Отец никак не комментирует мои слова. Лишь кивает сухо и вновь переводит взгляд на Еву. А та, окончательно стушевавшись от такого внимания, ныряет под стол, якобы для того, чтобы поднять упавшую ложку.

— Кит, подай тряпку. Здесь соус забрызгал пол.

Голос Евы немного звенит. Я послушно протягиваю ей тряпку и бросаю злой взгляд на отца. Клянусь, если он скажет ей что-то обидное, я…

— Смею ли я надеяться, что еды хватит на троих?

Выдыхаю. Похоже, сегодня он решил был милым. Ева тоже, кажется, расслабляется. Подхватывается с пола и быстро-быстро трясет головой:

— Конечно. Здесь на всех хватит. Правда, Кит?

— Угу, — бурчу не то чтобы с радостью. В конце концов, к чему нам компания? Я хотел побыть с Евой наедине. Видит бог, из-за ее работы это случается далеко не так часто, как мне того бы хотелось.

Отец кивает каким-то своим мыслям, снимает китель и подходит к раковине вымыть руки. Еве приходится попятиться, чтобы его пропустить. Она нервно облизывает губы и опять улыбается.

— Я чем-то могу помочь?

Отец вытирает руки коричневым вафельным полотенцем, возвращает его на крючок и снова впивается в лицо Евы взглядом. Что он хочет там рассмотреть? Узоров на ней нет!

— Уже можно накрыть на стол. Но вы, наверное, устали на службе? Присаживайтесь, мы все сами сделаем.

— А ты не устала? — отчего-то возмущаюсь я.

— Я в норме.

— Не в норме! Она работает на двух работах, чтобы содержать себя и бабушку. А вдобавок еще и учится, — оборачиваюсь к отцу. Мне важно, чтобы он понимал, какая Ева на самом деле, ведь я не собираюсь от нее отказываться.

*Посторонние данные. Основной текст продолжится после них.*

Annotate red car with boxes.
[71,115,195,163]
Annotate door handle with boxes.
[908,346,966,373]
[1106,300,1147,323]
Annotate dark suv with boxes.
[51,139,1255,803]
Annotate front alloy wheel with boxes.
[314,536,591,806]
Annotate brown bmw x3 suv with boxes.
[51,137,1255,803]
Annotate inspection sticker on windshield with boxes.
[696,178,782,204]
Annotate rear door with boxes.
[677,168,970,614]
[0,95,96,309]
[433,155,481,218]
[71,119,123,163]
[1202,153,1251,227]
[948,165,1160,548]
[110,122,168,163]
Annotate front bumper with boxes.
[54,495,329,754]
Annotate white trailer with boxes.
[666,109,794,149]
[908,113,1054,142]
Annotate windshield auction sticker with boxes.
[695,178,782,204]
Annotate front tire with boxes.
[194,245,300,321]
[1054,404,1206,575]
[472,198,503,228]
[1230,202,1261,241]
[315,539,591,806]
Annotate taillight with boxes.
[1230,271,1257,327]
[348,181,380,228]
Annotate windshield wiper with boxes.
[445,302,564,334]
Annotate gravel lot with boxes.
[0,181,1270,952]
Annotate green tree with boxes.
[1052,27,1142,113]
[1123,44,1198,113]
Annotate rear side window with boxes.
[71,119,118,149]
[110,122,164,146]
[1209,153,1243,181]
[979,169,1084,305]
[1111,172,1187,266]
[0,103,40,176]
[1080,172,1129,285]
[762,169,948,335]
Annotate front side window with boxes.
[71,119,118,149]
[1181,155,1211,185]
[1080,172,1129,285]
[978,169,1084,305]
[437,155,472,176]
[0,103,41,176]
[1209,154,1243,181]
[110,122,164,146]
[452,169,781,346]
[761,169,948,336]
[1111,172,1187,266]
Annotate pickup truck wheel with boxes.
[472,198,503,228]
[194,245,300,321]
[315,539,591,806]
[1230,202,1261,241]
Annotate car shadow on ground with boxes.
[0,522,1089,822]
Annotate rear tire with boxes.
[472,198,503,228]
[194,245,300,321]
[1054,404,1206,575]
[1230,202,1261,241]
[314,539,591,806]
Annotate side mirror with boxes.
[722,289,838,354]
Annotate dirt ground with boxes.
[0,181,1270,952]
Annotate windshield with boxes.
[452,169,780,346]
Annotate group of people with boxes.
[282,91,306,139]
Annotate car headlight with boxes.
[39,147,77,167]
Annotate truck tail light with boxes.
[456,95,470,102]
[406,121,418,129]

— Кит! Все не так плохо, как кажется на первый взгляд. — Ева смущенно улыбается и взглядом приказывает мне заткнуться. — На самом деле я даже люблю свою работу. По большей части…

— Значит, ты живешь с бабушкой, а родители…

— Отца я никогда не знала. А мать умерла, когда мне было шесть. Меня воспитывала бабуля.

— Которая сейчас попала в больницу?

Отец открывает ящик и достает приборы.

— Да… У нее сахарный диабет.

Удивительно, но наш совместный обед проходит неожиданно приятно. В самом конце отец даже хвалит стряпню Евы, и она лепечет что-то невнятное, смутившись почти до слез. А мне так странно видеть ее смущение. Со мной-то она ведет себя совершенно иначе. К тому же я понимаю, что за какой-то час отец выведал у Евы едва ли не больше информации, чем я — за все проведенное с ней время. Как-то так ненавязчиво и между делом… Умеючи.